Ariadne nodded. “College servant this time. Pair of them got caught. The Prince of Wales, as he then was, got wind and was livid. The then master of St. Bride’s had the old man’s ear and saved the day by covering the scandal up.”
Jonty couldn’t resist cutting in. “Poor old Eddy. Sorry, Albert. Family nickname for him.”
“Your father’s royal connections coming out again?” Ariadne grinned. “Carry on.”
“Whatever we call him, I bet he was immensely grateful, although I didn’t know about the scandal. Not this one, or the book.”
“Shame we don’t have your father still with us.” Ariadne didn’t need to say more. Mr. Stewart would have been able to fill in any missing details.
“I know. I miss the old boy more than ever.” Jonty shared a wistful smile with his hostess. “Now, back to the point. Cleveland Street is a well-known scandal—at least well-known in the greater scheme of things. H
ow did the master manage to maintain such secrecy about this business?”
“This business was relatively minor. Much easier to keep secret than an entire establishment devoted to, um . . .”
Jonty waited to see what euphemism Ariadne would come up with for renters.

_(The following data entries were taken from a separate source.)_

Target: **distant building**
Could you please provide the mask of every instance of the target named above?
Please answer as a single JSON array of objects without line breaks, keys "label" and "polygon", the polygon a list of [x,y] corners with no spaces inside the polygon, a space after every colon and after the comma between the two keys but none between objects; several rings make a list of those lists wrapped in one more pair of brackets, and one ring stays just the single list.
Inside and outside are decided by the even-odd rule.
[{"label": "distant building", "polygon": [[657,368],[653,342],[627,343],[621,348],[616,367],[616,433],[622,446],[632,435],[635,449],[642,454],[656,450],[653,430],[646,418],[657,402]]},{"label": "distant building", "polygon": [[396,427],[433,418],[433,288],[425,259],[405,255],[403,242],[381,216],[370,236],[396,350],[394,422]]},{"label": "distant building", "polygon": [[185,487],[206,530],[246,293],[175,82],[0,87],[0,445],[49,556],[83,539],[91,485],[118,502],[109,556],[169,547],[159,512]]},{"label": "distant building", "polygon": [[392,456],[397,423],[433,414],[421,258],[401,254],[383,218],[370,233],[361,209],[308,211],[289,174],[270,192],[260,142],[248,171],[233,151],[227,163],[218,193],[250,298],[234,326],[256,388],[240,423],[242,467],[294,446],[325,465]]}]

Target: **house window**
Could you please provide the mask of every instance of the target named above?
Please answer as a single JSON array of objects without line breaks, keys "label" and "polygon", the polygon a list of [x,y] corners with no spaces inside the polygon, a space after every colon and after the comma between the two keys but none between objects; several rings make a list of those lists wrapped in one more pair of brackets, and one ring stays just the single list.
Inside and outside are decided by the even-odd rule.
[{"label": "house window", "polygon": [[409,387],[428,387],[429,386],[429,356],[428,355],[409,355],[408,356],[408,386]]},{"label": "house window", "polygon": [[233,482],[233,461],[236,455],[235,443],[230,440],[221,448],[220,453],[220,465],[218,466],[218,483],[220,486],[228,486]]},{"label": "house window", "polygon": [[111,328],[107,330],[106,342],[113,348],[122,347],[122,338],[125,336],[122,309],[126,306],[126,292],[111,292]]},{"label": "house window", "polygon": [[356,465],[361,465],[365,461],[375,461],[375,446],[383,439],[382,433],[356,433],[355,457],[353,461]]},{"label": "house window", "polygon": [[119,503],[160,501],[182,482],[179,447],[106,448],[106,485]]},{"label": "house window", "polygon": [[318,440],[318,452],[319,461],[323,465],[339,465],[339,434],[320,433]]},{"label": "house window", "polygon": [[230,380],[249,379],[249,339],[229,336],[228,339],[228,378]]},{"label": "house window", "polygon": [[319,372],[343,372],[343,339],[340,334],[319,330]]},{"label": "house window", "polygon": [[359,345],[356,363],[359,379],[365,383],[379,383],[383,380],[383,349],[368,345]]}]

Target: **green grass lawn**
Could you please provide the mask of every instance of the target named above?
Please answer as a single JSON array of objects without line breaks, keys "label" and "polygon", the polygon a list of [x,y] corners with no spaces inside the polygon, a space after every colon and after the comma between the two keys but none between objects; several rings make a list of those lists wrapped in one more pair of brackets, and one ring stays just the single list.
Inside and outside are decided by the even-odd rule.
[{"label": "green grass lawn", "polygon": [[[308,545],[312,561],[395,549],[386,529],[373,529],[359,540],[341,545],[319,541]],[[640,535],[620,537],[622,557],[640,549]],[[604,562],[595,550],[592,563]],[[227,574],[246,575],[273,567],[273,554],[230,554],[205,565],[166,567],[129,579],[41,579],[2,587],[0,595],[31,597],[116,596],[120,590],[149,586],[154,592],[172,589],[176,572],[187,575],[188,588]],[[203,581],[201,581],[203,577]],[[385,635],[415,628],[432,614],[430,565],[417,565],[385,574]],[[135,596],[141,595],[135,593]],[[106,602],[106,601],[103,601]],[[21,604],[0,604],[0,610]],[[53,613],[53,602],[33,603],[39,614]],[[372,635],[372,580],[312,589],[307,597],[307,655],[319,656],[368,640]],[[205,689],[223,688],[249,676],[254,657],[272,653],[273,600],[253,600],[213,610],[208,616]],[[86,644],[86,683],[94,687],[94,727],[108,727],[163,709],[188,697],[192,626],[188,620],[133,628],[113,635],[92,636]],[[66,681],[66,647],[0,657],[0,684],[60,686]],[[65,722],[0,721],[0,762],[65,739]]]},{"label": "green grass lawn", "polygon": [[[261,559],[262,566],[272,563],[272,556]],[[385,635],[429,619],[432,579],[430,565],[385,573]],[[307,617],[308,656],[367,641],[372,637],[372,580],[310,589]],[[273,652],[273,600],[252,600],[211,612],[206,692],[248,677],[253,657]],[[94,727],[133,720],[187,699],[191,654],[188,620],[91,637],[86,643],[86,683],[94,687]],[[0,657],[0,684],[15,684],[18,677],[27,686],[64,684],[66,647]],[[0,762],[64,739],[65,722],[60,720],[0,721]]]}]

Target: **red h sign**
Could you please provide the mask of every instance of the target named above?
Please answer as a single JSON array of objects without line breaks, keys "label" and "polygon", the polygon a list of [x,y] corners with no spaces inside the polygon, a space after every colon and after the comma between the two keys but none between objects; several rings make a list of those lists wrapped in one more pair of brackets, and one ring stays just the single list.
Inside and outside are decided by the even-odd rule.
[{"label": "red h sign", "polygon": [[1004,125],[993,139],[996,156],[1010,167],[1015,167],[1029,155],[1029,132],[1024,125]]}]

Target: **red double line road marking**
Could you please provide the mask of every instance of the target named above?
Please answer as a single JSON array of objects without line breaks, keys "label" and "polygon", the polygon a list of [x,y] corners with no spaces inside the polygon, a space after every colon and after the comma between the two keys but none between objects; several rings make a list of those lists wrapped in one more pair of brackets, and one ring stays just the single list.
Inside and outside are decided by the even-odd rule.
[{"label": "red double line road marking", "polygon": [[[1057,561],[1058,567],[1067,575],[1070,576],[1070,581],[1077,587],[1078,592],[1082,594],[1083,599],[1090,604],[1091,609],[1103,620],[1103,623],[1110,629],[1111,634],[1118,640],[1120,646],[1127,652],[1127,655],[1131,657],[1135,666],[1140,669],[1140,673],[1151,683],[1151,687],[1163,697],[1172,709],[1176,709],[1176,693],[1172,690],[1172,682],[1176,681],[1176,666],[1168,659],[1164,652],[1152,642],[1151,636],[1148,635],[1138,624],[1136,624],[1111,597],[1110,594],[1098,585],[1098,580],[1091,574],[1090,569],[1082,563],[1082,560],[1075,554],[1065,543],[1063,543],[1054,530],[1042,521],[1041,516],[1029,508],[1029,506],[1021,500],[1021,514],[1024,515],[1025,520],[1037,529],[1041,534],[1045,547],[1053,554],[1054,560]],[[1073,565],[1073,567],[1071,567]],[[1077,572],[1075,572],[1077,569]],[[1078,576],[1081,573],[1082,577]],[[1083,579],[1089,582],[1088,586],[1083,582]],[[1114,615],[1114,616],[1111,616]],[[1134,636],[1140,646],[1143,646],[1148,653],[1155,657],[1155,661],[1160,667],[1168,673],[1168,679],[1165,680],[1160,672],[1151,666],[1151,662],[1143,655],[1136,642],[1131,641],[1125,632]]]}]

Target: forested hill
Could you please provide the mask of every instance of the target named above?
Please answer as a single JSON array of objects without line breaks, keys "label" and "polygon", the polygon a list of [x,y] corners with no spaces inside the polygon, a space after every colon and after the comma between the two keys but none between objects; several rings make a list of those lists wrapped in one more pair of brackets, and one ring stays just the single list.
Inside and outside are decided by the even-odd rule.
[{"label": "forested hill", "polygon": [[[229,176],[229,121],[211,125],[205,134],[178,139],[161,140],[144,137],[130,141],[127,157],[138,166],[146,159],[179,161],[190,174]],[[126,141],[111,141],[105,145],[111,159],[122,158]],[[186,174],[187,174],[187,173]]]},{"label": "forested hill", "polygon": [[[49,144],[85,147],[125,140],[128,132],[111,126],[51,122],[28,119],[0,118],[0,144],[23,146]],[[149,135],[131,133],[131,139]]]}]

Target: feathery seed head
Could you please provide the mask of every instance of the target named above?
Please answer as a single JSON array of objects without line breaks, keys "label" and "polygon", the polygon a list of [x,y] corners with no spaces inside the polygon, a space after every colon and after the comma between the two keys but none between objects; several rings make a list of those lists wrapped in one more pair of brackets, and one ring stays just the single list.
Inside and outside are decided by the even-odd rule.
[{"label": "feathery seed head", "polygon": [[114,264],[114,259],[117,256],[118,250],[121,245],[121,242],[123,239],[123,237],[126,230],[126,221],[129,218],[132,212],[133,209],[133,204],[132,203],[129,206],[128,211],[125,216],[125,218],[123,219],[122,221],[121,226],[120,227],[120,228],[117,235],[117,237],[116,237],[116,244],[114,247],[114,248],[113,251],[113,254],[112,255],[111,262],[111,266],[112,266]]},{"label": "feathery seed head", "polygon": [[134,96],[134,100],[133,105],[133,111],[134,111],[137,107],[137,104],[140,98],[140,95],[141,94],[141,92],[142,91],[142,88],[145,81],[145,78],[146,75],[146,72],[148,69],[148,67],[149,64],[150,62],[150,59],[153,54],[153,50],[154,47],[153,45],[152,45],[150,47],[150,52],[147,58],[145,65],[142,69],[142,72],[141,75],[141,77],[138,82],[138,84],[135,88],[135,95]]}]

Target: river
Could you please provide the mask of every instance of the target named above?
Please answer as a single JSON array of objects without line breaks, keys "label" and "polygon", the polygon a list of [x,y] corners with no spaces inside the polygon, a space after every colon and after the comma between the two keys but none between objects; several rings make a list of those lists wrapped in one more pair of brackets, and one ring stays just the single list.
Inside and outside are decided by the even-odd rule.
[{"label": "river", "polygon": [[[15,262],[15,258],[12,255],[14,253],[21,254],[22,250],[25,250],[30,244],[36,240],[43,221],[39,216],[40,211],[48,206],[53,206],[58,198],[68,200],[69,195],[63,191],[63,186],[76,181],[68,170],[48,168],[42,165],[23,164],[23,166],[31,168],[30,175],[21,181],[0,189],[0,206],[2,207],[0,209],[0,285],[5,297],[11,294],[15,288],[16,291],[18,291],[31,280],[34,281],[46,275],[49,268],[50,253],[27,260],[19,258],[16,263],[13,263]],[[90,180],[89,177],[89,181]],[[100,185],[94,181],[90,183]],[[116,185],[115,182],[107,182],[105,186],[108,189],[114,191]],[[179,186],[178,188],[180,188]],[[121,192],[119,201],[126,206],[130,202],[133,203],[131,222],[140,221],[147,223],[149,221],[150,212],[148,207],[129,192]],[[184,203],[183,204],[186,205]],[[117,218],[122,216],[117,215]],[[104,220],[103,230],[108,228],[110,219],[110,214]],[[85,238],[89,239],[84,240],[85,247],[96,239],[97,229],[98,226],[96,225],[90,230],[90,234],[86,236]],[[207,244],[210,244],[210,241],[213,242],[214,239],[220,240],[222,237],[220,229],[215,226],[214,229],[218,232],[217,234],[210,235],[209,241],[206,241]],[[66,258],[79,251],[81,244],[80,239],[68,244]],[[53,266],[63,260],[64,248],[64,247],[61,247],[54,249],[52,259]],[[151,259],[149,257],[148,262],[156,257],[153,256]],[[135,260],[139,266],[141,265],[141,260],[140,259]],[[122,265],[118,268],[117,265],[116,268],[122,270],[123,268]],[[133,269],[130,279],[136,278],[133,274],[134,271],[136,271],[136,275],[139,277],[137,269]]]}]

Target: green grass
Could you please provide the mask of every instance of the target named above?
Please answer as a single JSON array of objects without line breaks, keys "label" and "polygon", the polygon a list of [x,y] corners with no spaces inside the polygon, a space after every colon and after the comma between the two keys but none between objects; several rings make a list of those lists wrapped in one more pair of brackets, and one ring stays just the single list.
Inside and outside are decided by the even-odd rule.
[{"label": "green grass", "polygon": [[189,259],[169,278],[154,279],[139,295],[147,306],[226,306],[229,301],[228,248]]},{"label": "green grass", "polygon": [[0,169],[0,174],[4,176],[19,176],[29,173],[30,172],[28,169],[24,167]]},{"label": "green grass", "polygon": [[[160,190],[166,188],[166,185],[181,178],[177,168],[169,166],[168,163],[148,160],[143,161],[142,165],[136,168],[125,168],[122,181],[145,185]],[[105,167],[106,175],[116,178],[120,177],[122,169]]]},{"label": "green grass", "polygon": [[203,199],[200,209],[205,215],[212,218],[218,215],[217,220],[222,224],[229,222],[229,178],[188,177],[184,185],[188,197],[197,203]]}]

“To unfortunate boys. Don’t grin. Besides, Dr. Stewart,” she said, deftly side stepping the issue, “you’ve been in the Senior Common Room often enough. You’ve seen them close ranks.”
“I have. But I’ve no experience of whether the same applies at Trinity.”
Ariadne began to laugh in her deep, almost-manly chuckle. “I’m glad your professor isn’t here to see you make such a mess of what should be an obvious bit of deduction. The servant worked here. The prince wasn’t daft enough to make a mess in his own backyard. The lad in question was found a position elsewhere.”
“With an emolument to oil the wheels of his going and help keep his trap shut?”
“Something like that. Prince Albert showed his gratitude by donating a particular book, one that had come to him from his grandmother. One we’re now pretty sure Owens purloined when he got his sticky fingers on the other volumes.”
“Has nobody confronted the despicable hog about it?” Jonty could imagine King Edward himself coming along and thrashing the truth out of the man.
“Apparently my brother did, when he accosted him about the other missing stuff. Of course, the lying toerag denied ever having had his hands on the things. Said the timing was merely coincidental.” Ariadne sniffed. “Lemuel never believed a word of it. He even considered asking you two to break into Owens’s set of rooms, locate the missing volumes and snaffle them. I wouldn’t let him, of course.”
“Spoilsport. I’d have fancied that. And if Professor Coppersmith felt it beneath his dignity, Papa would have lent a hand. He was a true Christian.” Jonty grinned, sparking off another bout of the giggles from his hostess.
“One day a thunderbolt will strike you, and I hope it doesn’t spark onto either me or Professor Coppersmith.”